Le Président entre le feu de la foi et la lumière de la raison

Mansour Mhenni

Mansour Mhenni

C’est une vraie bombe politique et médiatique qu’a lancée le président de la République Béji Caïd Essebsi à l’occasion du 61ème anniversaire du Code du Statut Personnel, marchant ainsi sur les pas de son modèle, son père politique et spirituel, le leader Habib Bourguiba. On annonçait une surprise et c’en fut une, au moins pour une bonne tranche de la population tunisienne, mais sans doute aussi pour la part la plus large de la population arabo-musulmane !

Depuis, chacun y va de son petit effort d’interprétation et même de sa plus ou moins grande spéculation sur l’avenir, allant même jusqu’à la mise en danger de la vie du Président et à la mise en péril de l’équilibre à peine retrouvé de l’Etat tunisien. Le principal indicateur à retenir de cette situation inopinée, c’est que la société arabo-musulmane reste par trop classique quant aux lois qui sont censées la gérer et par trop rigide quant à la discussion même, de façon sereine et rationnelle, de certaines questions systématiquement comptées de l’ordre du sacré et du tabou intellectuel. Or c’est à deux de ces questions les plus brûlantes que s’est attaqué BCE, avec une audace que d’aucuns comparent à celle de Bourguiba, mais que d’autres trouvent mal calculées par rapport au contexte.

Il est évident qu’il y a à prendre et à laisser dans les attitudes et les arguments des uns et des autres quant aux questions soulevées par le Président, mais il y a surtout à relever la relance, de façon essentielle, jusqu’à la crise, du débat souvent caressé dans le sens du poil entre le sacré et le profane, entre le religieux et le politique… Dès lors, la question centrale devient : peut-on discuter l’interprétation coranique – ce qui ne veut pas dire discuter le Coran qui, dans l’état où il est, est un texte ainsi arrêté dans sa composition (a postériori) et mis à la disposition des croyants pour qu’ils y cherchent chacun la voie de son salut. Il va sans dire donc que l’interprétation peut varier, selon les moyens, la méthode et la perspicacité de chacun et que la responsabilité de chacun sera à la mesure de la sincérité qu’il a en traitant avec le Coran et non forcément sur la vérité d’un sens unique qui ne peut être détenu que par le Créateur du Coran, en l’occurrence Dieu, pour les musulmans. De là l’importance de l’Ijtihad qui devrait consister plutôt en une relativisation de la vérité humaine par rapport à l’Absolu de la Vérité Divine, et non en un suivisme aveugle derrière un quelconque autre interprétant qui s’octroie le pouvoir du texte par une simple maîtrise de la langue et qui, de ce fait, peut faire tout ce qu’il veut du texte et des croyants qui le suivent.

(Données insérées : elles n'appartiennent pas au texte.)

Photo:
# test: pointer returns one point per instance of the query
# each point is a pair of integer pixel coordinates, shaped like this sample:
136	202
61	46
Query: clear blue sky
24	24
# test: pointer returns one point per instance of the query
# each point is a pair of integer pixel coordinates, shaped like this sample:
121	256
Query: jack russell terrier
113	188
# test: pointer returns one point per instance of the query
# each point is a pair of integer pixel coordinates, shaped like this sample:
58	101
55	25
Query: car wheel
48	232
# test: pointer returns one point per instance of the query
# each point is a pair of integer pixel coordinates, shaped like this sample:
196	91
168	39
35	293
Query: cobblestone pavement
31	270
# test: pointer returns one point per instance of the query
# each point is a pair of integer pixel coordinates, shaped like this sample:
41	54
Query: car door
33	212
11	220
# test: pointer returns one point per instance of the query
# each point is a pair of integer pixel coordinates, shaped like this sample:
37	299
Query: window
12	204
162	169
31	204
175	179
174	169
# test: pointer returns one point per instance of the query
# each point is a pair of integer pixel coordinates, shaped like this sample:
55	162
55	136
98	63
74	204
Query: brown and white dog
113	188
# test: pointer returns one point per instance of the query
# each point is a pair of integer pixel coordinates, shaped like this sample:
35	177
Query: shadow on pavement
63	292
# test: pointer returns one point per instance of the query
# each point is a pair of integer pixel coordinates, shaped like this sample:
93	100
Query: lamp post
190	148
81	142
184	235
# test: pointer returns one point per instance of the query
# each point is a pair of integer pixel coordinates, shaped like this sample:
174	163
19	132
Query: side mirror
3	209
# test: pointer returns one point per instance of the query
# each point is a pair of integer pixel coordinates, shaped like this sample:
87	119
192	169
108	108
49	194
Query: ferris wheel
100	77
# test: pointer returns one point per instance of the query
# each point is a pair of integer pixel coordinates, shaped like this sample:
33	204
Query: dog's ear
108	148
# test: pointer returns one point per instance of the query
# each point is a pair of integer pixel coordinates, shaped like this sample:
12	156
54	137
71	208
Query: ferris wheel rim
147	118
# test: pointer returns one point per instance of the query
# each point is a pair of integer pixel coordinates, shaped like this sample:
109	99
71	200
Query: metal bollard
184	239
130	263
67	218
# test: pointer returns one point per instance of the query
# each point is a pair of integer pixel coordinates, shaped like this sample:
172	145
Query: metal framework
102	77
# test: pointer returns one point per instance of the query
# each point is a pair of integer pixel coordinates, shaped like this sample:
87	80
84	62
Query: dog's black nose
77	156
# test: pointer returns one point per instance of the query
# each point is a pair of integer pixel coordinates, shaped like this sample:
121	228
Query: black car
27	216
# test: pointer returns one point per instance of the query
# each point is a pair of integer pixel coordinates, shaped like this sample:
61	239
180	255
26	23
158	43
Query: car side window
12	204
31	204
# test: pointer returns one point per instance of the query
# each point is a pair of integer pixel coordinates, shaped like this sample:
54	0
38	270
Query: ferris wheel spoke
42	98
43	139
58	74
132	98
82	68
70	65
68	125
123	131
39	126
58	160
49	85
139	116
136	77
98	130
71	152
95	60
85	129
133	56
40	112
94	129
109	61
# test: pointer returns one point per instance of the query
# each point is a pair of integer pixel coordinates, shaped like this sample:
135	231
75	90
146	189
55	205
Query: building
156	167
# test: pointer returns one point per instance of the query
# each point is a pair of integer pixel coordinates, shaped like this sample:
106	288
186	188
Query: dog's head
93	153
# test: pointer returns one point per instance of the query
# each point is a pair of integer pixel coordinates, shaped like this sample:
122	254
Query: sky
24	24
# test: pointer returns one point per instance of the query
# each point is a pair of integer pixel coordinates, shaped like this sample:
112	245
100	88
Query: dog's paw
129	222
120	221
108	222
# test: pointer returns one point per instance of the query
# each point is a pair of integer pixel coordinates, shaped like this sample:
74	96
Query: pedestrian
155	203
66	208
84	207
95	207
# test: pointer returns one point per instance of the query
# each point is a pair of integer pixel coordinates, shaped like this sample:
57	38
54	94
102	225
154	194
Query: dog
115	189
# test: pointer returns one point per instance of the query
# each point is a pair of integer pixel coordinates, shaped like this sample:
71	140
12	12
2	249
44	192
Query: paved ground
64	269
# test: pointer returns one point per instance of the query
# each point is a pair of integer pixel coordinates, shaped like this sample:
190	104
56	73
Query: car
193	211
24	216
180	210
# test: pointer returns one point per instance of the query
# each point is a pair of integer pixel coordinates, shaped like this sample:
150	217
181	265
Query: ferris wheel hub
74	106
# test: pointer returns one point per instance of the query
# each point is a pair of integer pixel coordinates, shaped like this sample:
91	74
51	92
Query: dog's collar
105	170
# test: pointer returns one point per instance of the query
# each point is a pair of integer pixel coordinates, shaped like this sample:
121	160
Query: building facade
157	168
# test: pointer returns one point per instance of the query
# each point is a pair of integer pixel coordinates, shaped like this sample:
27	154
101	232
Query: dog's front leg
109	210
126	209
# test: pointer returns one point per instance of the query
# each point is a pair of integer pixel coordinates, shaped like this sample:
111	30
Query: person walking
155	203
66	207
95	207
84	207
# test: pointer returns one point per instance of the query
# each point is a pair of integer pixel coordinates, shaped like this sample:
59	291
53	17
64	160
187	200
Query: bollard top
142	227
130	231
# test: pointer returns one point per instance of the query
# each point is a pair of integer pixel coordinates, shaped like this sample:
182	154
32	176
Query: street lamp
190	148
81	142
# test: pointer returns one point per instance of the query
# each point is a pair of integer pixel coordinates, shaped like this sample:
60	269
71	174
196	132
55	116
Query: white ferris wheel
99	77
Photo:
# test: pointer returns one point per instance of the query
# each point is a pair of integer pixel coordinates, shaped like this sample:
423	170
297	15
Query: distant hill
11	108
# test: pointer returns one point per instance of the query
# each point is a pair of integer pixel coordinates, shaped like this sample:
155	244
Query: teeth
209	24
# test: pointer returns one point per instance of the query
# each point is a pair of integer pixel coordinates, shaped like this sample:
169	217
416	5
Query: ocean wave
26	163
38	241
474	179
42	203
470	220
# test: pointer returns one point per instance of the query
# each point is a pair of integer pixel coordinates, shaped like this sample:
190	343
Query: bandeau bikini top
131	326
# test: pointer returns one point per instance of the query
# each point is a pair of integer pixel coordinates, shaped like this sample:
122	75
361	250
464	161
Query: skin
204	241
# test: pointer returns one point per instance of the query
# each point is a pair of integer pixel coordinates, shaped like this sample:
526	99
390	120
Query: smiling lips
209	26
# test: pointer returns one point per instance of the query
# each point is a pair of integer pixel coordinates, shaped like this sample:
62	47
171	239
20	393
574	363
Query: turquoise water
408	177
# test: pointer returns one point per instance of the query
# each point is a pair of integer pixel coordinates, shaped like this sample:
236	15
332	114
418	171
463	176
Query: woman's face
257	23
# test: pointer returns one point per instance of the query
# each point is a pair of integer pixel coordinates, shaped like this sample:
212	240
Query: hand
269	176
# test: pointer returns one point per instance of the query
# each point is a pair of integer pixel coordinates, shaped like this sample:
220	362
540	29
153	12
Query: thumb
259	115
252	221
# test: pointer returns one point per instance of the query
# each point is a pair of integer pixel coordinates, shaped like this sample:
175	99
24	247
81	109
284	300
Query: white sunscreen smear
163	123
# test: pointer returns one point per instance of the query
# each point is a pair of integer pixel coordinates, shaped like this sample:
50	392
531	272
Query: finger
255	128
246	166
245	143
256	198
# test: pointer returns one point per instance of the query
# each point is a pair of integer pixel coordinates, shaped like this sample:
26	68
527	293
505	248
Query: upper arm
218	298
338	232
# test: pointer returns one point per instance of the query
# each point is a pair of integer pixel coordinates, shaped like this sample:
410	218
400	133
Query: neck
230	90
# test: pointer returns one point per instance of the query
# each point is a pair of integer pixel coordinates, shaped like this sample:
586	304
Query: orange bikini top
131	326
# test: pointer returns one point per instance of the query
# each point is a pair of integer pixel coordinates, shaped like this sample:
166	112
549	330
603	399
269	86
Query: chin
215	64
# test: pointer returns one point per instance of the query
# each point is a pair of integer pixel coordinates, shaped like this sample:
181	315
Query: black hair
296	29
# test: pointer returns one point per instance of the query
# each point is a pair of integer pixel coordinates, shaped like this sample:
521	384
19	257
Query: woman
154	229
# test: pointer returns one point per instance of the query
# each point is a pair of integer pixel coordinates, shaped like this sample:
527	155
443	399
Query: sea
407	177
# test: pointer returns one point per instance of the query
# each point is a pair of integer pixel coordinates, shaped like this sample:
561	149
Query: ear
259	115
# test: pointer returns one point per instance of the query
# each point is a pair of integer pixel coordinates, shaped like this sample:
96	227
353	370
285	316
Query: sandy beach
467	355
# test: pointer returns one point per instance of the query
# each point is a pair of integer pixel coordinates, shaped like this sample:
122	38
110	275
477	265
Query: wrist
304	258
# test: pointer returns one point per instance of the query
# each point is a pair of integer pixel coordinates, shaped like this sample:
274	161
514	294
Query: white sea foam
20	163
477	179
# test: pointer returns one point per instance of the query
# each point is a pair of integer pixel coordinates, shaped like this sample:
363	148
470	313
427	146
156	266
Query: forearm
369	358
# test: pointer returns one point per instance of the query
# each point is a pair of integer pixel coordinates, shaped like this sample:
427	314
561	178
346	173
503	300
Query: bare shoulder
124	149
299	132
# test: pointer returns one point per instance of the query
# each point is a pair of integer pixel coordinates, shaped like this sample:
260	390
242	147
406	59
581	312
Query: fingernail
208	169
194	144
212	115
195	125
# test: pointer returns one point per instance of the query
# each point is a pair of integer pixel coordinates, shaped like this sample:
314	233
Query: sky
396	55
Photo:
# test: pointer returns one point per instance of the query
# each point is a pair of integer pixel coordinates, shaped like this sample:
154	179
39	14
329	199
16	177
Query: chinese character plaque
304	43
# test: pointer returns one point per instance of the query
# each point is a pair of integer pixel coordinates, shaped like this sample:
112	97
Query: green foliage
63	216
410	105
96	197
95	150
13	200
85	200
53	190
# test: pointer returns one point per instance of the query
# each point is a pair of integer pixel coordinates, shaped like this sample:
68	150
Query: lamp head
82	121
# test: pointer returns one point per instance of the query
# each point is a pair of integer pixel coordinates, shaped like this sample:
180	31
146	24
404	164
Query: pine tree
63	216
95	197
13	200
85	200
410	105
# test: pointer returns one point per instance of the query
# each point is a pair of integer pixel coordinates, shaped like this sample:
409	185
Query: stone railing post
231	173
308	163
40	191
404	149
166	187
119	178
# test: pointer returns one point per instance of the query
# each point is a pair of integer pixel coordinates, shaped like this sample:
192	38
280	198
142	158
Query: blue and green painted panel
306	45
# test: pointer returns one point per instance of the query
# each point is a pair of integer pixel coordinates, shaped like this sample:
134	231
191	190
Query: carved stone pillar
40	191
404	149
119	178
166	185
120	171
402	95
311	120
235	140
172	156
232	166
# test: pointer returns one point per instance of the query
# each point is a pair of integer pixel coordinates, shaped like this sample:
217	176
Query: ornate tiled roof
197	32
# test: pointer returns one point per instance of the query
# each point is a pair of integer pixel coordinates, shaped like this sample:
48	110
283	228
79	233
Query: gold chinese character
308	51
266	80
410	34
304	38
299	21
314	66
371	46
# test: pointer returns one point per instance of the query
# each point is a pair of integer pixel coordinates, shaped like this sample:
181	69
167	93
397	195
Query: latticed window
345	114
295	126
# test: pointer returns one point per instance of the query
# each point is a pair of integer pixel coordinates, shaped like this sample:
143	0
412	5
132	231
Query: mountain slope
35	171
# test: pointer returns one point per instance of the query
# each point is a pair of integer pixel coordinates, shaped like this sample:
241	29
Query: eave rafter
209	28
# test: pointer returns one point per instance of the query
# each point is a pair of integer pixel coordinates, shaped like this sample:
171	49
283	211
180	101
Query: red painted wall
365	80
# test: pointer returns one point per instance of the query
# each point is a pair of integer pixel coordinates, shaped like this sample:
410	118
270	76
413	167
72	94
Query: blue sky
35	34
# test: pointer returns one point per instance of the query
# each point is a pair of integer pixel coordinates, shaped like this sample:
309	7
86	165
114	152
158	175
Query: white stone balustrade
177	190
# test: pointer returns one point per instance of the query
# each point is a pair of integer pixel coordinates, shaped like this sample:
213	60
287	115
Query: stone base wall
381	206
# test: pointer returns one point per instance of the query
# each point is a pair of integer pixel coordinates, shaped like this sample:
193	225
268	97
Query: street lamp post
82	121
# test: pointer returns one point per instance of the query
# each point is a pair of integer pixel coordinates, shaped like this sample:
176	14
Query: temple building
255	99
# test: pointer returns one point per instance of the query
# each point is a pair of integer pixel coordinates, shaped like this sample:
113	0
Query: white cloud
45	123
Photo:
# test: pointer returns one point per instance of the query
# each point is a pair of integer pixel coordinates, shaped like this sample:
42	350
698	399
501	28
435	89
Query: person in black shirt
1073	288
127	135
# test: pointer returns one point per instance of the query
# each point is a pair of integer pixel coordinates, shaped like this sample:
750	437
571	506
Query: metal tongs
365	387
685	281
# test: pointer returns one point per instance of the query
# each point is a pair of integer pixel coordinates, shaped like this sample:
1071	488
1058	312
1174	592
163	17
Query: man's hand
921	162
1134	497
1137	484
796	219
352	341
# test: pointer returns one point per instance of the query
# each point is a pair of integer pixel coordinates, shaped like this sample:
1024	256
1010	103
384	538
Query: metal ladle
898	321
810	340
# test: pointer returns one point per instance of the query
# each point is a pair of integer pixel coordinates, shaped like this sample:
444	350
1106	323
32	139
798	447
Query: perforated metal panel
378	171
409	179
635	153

C’est là que m’interpelle une question de croyant, n’autorisant personne à faire de la surenchère sur sa foi, mais prêt à converser avec tout semblable croyant ; cette question est : Pourquoi Mohammed est-il le dernier des prophètes et l’islam, la dernière religion monothéiste ?

A remonter l’histoire de l’humanité jusqu’à l’étape de l’appréhension et de la saisie sensibles et intelligentes de l’existence, et par là même de l’interrogation existentielle liée à la condition humaine, on se rend compte qu’il y a un moment nodal où l’humanité a commencé à se libérer de la connaissance par le mythe, qui comprend aussi tout ce qui est de l’ordre de la croyance, pour s’intéresser à la connaissance par la pensée, qui comprend la philosophie et l’intelligence. Cette transition a duré les deux siècles séparant, en Grèce, les Sept Sages de Socrate, presqu’au milieu précis de la période séparant Moïse de Jésus.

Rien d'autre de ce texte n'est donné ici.